Trail of Tears (1995) starring Katey Sagal, Pam Dawber, William Russ, Jeffrey Nordling, Eileen Brennan, Miko Hughes directed by Donald Wrye Movie Review

Trail of Tears (1995)   3/53/53/53/53/5


Katey Sagal in Trail of Tears (1995)

In Search of their Children

I hate doing this because "Trail of Tears" is based upon a true story but the way the movie plays feels like someone had tried to turn that true story into entertainment and it doesn't quite work. Now that wouldn't be so terrible if we weren't for the fact we are talking about two mothers whose ex husbands kidnapped their children as then end result whilst trying to highlight the emotional difficulty seems to play it for laughs, focussing on the women being total opposites. It ends up diluting the power of the story and ends up often coming across as corny as it tries to have fun with the positive Cheryl and the down to earth, pessimistic Annie.

For Annie (Katey Sagal - Three Wise Guys) life is tough, she works all hours as a card dealer in a Reno casino and has to leave her children with her mum. To make matters worse her ex husband David (William Russ) is putting pressure on her over the children and one day decides to run off with them. In Lincoln, Nebraska lives Cheryl (Pam Dawber) who finds herself dealing with the same problem when her ex-husband Michael (Jeffrey Nordling) decides to run off with their children. 6 months later Cheryl calls Annie having found her name from the missing children's network and despite being chalk n cheese hit the road together in search of their children.

Pam Dawber in Trail of Tears (1995)

So "Trail of Tears" is another one of those TV movies which is inspired by a true story, a true story which I am not aware of.
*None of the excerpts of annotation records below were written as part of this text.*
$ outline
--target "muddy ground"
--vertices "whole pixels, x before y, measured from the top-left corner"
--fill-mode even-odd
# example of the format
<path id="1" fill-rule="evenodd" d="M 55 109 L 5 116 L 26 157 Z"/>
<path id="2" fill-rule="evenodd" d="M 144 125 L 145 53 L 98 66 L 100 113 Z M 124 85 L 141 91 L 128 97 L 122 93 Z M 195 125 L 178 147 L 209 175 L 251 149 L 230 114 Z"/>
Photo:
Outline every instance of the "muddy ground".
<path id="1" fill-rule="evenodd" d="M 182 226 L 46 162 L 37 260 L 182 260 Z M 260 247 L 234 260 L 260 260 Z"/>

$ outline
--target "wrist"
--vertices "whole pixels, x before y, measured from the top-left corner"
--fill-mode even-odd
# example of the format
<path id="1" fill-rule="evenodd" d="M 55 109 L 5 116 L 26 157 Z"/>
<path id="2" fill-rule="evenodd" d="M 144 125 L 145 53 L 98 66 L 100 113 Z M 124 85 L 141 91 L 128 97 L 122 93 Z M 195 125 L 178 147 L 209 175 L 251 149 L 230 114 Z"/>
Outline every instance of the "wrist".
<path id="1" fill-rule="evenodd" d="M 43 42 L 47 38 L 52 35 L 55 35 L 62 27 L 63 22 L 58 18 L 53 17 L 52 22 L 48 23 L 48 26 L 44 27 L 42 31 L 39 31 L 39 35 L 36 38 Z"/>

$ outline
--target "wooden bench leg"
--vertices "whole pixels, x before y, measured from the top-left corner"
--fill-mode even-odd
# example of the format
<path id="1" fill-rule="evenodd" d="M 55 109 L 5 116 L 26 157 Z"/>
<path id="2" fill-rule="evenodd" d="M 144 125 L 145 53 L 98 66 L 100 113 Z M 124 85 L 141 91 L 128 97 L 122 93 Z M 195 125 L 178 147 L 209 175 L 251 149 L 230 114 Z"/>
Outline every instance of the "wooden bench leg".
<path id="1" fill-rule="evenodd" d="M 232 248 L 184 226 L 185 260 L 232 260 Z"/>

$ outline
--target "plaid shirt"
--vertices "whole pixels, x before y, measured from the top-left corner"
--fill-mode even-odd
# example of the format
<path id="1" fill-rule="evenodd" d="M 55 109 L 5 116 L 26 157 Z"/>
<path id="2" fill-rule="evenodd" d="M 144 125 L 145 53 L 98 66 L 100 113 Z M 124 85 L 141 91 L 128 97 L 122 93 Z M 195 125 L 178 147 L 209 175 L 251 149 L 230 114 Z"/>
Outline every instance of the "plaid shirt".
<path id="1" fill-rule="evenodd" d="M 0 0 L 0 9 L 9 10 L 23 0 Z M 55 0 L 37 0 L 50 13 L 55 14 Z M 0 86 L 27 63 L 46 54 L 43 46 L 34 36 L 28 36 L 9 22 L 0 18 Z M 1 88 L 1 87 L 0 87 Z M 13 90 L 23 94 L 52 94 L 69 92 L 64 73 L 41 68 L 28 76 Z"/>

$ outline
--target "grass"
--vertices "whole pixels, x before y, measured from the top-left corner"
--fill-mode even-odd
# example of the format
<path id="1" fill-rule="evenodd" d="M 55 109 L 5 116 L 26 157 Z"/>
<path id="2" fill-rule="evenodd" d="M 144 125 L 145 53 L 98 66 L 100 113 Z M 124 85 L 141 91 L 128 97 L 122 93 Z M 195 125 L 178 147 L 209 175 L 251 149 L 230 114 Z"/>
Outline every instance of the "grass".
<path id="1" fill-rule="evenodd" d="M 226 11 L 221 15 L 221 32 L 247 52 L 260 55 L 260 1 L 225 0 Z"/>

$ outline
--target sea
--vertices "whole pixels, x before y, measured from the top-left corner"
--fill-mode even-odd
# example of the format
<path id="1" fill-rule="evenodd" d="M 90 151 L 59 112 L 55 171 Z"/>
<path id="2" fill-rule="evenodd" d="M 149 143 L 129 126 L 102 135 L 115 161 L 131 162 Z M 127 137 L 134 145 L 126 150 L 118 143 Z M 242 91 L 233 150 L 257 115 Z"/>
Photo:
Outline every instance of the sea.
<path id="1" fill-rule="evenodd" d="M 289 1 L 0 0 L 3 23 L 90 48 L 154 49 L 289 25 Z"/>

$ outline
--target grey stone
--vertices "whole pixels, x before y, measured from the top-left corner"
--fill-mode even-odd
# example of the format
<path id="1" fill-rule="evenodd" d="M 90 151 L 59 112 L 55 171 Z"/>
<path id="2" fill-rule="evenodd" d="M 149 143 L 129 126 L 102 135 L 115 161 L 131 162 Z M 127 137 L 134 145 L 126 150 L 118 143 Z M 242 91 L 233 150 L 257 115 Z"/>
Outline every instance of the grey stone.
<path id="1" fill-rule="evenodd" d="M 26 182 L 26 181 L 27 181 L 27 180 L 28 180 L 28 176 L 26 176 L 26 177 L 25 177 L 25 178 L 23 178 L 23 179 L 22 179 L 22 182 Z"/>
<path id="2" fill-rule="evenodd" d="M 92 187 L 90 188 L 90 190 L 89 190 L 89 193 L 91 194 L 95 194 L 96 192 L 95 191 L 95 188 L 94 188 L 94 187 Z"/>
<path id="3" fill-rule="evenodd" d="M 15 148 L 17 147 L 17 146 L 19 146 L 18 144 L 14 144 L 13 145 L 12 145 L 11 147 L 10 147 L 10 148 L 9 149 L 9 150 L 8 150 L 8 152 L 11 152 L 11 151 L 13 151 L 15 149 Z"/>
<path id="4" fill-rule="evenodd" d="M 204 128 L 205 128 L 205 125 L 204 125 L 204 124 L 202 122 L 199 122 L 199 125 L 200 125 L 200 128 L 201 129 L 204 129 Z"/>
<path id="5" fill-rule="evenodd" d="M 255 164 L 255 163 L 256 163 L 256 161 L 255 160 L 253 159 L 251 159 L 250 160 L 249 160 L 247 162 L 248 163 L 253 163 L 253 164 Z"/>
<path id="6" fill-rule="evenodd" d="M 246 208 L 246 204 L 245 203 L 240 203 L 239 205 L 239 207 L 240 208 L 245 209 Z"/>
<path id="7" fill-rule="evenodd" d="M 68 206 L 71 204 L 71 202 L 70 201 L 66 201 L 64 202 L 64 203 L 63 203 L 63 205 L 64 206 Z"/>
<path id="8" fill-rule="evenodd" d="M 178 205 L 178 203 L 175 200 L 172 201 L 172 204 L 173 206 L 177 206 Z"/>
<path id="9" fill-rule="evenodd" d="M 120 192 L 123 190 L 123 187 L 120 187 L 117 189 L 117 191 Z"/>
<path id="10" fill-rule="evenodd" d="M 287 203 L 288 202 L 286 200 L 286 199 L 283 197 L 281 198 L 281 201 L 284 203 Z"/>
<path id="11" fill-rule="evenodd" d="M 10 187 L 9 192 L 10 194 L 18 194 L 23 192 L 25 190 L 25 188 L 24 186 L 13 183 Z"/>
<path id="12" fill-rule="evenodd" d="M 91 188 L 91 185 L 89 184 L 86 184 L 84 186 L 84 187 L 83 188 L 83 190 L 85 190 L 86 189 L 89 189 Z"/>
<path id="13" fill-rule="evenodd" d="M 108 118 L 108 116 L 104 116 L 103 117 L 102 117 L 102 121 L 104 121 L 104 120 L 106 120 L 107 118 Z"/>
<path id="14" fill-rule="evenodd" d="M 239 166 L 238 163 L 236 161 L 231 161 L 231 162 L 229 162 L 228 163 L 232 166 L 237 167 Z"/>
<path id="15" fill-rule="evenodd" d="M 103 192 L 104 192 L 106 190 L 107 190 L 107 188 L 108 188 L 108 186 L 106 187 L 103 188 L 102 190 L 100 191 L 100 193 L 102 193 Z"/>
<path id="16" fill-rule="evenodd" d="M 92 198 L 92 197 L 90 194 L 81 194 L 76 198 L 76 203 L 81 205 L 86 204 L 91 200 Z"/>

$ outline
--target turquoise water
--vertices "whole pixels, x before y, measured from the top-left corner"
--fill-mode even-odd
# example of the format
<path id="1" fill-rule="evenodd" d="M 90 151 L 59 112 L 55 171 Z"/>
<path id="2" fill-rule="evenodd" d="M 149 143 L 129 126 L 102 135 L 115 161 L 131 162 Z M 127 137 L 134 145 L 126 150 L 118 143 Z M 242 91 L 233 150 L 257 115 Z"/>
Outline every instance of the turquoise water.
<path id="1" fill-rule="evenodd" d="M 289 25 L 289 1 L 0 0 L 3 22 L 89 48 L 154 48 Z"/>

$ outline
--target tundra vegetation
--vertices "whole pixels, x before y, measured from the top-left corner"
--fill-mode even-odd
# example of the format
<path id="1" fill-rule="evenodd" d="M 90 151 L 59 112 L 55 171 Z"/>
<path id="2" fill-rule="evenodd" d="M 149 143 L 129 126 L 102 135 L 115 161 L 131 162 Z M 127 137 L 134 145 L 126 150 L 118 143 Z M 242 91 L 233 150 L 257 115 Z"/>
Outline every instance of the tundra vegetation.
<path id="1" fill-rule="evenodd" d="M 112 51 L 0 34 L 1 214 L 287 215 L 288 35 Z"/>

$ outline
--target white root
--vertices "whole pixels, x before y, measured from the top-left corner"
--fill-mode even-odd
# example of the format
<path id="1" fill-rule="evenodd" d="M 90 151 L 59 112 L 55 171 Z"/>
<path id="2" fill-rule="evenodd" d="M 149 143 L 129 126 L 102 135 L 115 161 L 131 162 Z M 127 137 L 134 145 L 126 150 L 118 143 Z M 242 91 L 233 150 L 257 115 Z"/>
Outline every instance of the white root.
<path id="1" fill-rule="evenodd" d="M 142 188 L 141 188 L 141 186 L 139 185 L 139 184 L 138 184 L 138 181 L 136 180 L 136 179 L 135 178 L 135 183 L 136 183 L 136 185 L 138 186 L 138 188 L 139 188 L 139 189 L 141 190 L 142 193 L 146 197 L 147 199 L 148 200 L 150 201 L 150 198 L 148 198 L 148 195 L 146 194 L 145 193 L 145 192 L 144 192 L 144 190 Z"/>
But as I said it feels like who ever was behind the movie saw that there was some sort of comic potential to the storyline because Annie and Cheryl were so different, one positive and expects life to be perfect the other pessimistic, only expecting the worst so she is never disappointed. And in fairness there is some amusement from this chalk n cheese relationship which is played out with some obvious clashes in personality and there is also some humour with Eileen Brennan's chain smoking performance as Annie's mum.

But the trouble is that the humour of this buddy situation ends up diluting the actual story and emotion. It does its best to highlight the stress on the women especially as on their journey they get sightings reported but because every emotional scene is followed by a light hearted one it loses a lot of power. And that is a shame because at times "Trail of Tears" is on the money and delivers some astonishingly powerful scenes especially towards its dramatic climax.

The movie is at its best when it focuses on the character of Annie and Katey Sagal because with her being the pessimistic character you end up feeling for her more. Maybe it is because Pam Dawber plays Cheryl as so positive that it has a knock on effect of making her too comically chipper and so makes Annie more down to earth. But as an odd couple Sagal and Dawber certainly deliver some comical moments even if they end up watering the emotion down.

What this all boils down to is that "Trail of Tears" is in truth not terrible but it is a movie which suffers for trying to deliver humour from a dramatic storyline making it at times corny.